2. 2. The method for constructing a library of recombinant bacillus subtilis-derived lycopene mutants according to claim 1, wherein the 9 genes of the MEP pathway are derived from bacillus subtilis, the exogenous genes comprise geranyl pyrophosphate synthase genes, phytoene dehydrogenase genes and phytoene synthase genes derived from pantoea agglomerans, respectively designated crtE, crtI, crtB; Preferably, the promoter is selected from the group consisting of the modified constitutive promoter P gapDH and the terminator is selected from the group consisting of the T M3 terminator.

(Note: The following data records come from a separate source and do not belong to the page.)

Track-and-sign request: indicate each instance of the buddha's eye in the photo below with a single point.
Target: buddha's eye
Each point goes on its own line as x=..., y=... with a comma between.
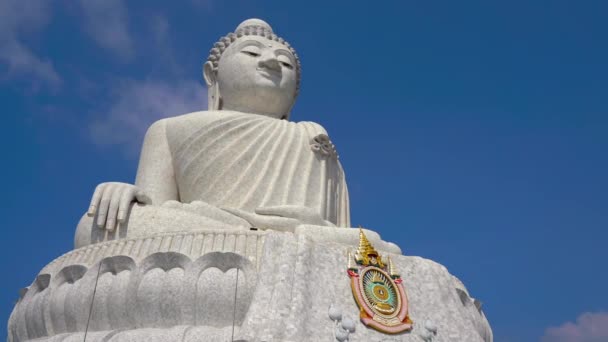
x=285, y=62
x=251, y=51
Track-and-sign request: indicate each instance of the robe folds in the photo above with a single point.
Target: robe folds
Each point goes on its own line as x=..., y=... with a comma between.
x=247, y=161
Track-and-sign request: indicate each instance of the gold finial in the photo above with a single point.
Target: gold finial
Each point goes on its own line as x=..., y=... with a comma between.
x=391, y=269
x=349, y=263
x=366, y=254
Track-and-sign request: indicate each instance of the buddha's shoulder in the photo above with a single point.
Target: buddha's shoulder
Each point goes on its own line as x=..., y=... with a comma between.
x=313, y=127
x=190, y=120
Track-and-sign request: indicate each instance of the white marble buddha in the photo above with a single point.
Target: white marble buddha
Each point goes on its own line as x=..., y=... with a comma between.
x=173, y=257
x=239, y=164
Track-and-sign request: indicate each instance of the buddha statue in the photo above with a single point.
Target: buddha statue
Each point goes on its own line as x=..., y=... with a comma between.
x=237, y=229
x=241, y=164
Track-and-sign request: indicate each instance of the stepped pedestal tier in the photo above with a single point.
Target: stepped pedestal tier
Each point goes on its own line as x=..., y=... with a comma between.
x=223, y=285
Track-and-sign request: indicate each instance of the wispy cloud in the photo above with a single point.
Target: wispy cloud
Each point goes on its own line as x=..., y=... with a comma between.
x=589, y=327
x=106, y=21
x=137, y=104
x=18, y=18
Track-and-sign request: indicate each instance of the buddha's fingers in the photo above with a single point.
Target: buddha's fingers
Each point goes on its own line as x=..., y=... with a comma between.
x=142, y=197
x=96, y=199
x=113, y=207
x=126, y=198
x=104, y=205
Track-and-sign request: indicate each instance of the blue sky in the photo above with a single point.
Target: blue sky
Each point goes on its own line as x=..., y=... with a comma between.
x=472, y=133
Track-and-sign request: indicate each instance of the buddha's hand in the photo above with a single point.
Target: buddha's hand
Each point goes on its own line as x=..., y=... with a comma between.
x=282, y=217
x=111, y=202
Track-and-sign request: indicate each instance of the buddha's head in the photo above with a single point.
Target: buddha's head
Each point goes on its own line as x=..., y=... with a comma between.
x=253, y=70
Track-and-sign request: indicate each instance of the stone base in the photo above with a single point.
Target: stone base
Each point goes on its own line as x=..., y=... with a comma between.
x=182, y=287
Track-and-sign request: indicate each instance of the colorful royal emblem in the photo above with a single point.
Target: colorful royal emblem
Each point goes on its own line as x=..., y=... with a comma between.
x=378, y=290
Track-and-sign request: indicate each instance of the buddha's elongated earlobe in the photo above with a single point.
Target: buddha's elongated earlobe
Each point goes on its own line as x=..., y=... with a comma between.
x=214, y=100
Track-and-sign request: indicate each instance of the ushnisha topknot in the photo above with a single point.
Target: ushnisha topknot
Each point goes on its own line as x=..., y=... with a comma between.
x=252, y=27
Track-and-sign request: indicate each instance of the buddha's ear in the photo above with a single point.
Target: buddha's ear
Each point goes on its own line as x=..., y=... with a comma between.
x=209, y=74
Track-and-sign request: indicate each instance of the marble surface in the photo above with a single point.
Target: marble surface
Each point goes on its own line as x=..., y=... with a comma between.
x=182, y=286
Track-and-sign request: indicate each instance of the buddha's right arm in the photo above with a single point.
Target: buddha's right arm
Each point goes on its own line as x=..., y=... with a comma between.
x=155, y=174
x=155, y=182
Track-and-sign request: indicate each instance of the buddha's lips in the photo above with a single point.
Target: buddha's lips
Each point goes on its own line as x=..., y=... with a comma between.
x=269, y=73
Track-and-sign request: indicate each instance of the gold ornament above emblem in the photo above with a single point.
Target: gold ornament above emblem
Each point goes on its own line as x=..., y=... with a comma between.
x=378, y=289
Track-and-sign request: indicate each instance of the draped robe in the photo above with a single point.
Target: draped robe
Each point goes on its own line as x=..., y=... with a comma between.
x=246, y=161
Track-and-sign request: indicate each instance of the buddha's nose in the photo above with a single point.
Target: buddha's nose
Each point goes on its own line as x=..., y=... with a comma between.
x=270, y=62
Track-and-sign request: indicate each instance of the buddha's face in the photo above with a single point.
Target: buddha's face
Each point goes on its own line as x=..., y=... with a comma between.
x=257, y=75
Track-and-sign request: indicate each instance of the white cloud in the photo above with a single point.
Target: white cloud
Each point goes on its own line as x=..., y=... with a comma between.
x=589, y=327
x=137, y=104
x=106, y=21
x=16, y=19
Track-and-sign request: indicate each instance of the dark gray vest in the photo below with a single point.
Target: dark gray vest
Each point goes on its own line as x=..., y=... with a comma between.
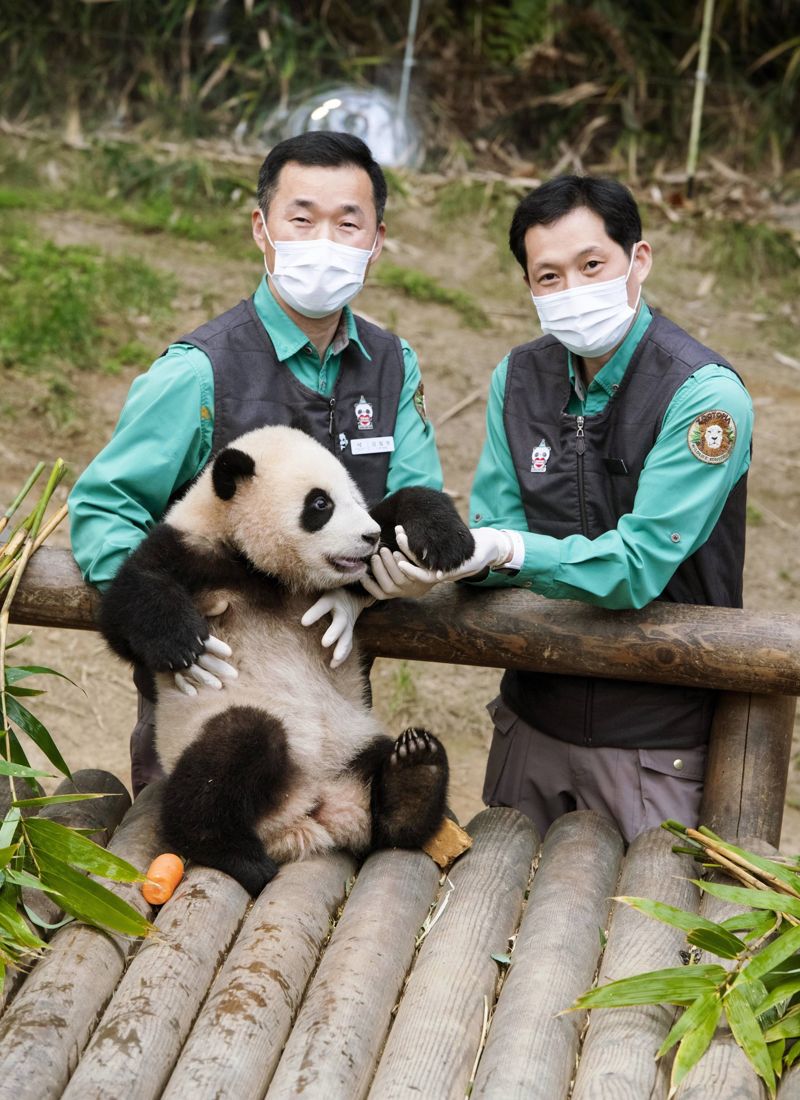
x=252, y=389
x=592, y=473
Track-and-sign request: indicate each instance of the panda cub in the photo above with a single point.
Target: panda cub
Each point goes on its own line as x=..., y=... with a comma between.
x=287, y=759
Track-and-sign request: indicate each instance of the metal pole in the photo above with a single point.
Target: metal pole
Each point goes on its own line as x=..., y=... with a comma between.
x=407, y=61
x=701, y=77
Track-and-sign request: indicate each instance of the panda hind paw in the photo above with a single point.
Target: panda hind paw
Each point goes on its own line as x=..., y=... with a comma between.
x=416, y=746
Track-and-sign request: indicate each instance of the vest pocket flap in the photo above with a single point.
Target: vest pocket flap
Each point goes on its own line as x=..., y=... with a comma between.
x=679, y=763
x=501, y=715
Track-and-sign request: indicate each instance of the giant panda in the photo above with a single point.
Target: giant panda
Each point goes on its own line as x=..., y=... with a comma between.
x=287, y=759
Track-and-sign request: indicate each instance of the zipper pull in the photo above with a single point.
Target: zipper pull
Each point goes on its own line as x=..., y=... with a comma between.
x=581, y=443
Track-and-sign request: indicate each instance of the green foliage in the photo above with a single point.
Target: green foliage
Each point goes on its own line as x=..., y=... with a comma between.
x=70, y=306
x=423, y=287
x=530, y=74
x=36, y=853
x=758, y=996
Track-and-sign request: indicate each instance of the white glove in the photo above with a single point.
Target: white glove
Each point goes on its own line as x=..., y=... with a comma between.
x=388, y=581
x=493, y=547
x=208, y=670
x=344, y=608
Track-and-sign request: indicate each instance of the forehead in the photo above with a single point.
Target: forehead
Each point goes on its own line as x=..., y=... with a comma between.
x=566, y=238
x=325, y=187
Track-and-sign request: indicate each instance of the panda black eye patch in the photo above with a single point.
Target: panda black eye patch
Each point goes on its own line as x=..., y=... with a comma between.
x=317, y=509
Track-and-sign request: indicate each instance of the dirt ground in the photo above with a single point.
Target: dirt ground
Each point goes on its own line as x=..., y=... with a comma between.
x=91, y=724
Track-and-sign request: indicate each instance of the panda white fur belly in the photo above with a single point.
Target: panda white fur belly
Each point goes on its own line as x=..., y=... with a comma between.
x=288, y=759
x=321, y=710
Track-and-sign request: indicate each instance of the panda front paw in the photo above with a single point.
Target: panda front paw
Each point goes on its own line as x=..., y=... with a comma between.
x=175, y=648
x=437, y=536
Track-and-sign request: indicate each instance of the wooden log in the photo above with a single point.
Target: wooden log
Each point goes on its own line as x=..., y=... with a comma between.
x=617, y=1059
x=724, y=1071
x=53, y=593
x=236, y=1042
x=135, y=1044
x=438, y=1030
x=341, y=1026
x=53, y=1015
x=708, y=647
x=530, y=1052
x=747, y=767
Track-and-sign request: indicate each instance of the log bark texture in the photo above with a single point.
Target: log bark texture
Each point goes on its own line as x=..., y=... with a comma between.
x=709, y=647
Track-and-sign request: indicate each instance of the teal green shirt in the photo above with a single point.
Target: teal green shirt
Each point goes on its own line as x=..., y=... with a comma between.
x=163, y=438
x=678, y=499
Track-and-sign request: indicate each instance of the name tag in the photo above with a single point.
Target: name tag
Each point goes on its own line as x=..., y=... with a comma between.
x=372, y=446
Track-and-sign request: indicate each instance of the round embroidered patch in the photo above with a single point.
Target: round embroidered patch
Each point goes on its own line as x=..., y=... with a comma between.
x=711, y=436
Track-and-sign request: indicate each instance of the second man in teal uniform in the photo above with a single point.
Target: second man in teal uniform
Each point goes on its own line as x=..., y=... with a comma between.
x=614, y=472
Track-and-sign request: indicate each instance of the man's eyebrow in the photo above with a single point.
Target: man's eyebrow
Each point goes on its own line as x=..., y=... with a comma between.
x=579, y=255
x=310, y=205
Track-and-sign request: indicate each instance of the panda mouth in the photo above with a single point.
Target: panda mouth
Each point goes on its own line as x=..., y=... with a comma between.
x=349, y=565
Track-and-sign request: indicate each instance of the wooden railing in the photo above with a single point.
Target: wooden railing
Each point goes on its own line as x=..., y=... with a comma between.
x=753, y=658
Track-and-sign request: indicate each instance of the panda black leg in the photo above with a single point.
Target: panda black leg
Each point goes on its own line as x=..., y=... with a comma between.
x=409, y=791
x=231, y=776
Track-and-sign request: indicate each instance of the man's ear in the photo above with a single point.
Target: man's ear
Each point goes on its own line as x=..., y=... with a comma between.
x=229, y=468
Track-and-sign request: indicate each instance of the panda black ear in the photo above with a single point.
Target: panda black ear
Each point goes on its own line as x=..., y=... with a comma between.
x=229, y=468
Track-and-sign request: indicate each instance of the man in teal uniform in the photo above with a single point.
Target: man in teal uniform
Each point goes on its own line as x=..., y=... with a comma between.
x=613, y=472
x=293, y=352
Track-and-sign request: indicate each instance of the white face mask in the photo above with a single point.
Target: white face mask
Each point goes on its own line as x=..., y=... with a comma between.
x=590, y=319
x=317, y=277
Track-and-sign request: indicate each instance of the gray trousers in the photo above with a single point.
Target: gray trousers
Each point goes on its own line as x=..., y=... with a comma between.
x=544, y=778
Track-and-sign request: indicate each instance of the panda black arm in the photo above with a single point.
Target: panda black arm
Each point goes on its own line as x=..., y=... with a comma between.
x=148, y=615
x=437, y=535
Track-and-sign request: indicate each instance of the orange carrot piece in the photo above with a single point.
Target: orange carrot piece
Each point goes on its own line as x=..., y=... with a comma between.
x=163, y=876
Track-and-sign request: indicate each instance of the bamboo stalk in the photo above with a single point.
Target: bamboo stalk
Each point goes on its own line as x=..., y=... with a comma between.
x=701, y=77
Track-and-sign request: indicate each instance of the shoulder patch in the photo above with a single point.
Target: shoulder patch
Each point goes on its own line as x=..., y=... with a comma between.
x=419, y=403
x=711, y=436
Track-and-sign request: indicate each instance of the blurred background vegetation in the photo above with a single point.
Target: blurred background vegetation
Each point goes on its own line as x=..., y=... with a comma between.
x=500, y=84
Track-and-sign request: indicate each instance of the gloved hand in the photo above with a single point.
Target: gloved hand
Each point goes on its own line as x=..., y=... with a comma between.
x=493, y=547
x=388, y=581
x=344, y=607
x=208, y=670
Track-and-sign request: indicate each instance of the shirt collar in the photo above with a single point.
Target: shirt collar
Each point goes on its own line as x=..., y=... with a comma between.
x=610, y=376
x=288, y=339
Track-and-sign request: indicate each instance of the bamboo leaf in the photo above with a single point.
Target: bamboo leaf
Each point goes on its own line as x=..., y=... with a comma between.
x=780, y=948
x=8, y=854
x=748, y=1034
x=36, y=732
x=20, y=770
x=782, y=992
x=697, y=1011
x=716, y=941
x=90, y=901
x=788, y=1026
x=55, y=800
x=675, y=986
x=15, y=672
x=9, y=826
x=685, y=921
x=50, y=838
x=694, y=1044
x=756, y=899
x=12, y=923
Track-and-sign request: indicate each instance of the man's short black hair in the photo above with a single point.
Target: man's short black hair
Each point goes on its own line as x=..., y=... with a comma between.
x=610, y=199
x=326, y=150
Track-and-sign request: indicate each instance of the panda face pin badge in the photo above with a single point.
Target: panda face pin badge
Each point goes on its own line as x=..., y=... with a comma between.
x=363, y=414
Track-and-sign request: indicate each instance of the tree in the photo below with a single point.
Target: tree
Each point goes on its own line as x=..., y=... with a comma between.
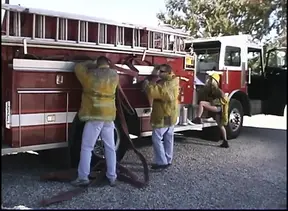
x=205, y=18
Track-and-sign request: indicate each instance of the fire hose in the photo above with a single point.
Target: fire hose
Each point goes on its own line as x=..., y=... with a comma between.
x=123, y=173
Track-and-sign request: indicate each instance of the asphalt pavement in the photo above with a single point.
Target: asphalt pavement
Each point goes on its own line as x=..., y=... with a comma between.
x=251, y=174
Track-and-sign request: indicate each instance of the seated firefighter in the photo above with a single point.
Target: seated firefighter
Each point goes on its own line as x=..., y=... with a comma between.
x=215, y=101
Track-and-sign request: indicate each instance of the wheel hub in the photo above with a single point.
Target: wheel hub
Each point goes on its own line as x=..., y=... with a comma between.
x=99, y=150
x=235, y=119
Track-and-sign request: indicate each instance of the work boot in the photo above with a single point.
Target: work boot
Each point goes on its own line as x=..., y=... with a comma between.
x=112, y=183
x=157, y=166
x=197, y=120
x=80, y=182
x=224, y=144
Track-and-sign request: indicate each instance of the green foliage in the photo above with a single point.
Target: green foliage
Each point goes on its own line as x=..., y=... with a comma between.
x=205, y=18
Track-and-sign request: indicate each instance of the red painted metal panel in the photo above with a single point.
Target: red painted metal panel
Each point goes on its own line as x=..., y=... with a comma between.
x=55, y=133
x=56, y=102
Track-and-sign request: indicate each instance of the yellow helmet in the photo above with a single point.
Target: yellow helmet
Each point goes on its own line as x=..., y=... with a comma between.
x=216, y=77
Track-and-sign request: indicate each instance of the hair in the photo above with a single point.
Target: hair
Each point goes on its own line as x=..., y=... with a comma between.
x=165, y=68
x=102, y=60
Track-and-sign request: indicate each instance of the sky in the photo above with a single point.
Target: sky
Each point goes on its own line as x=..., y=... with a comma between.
x=129, y=11
x=141, y=12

3. 3. The method for constructing a library of recombinant bacillus subtilis production lycopene mutants according to claim 2, wherein in S1, a gene expression cassette comprising a combination of a constitutive promoter P gapDH and an RBS comprising 8 consecutive G bases, an expression cassette 1 comprising dxs gene, an expression cassette 2 comprising dxr and ispD genes, an expression cassette 3 comprising ispE and ispF genes, an expression cassette 4 comprising ispG and ispH genes, an expression cassette 5 comprising ispA and idi genes, and an expression cassette 6 comprising crtE, crtI, crtB genes are sequentially integrated into the bacillus subtilis genome to obtain an editable bacillus subtilis chassis strain producing lycopene; Preferably, the nucleotide of the expression cassette 1 is shown as SEQ ID NO. 1, the nucleotide of the expression cassette 2 is shown as SEQ ID NO. 2, the nucleotide of the expression cassette 3 is shown as SEQ ID NO. 3, the nucleotide of the expression cassette 4 is shown as SEQ ID NO. 4, the nucleotide of the expression cassette 5 is shown as SEQ ID NO. 5, and the nucleotide of the expression cassette 6 is shown as SEQ ID NO. 6; Specifically, the gene is integrated onto the genome of the starting bacterium by a CRISPR/Cas9 targeted gene integration system.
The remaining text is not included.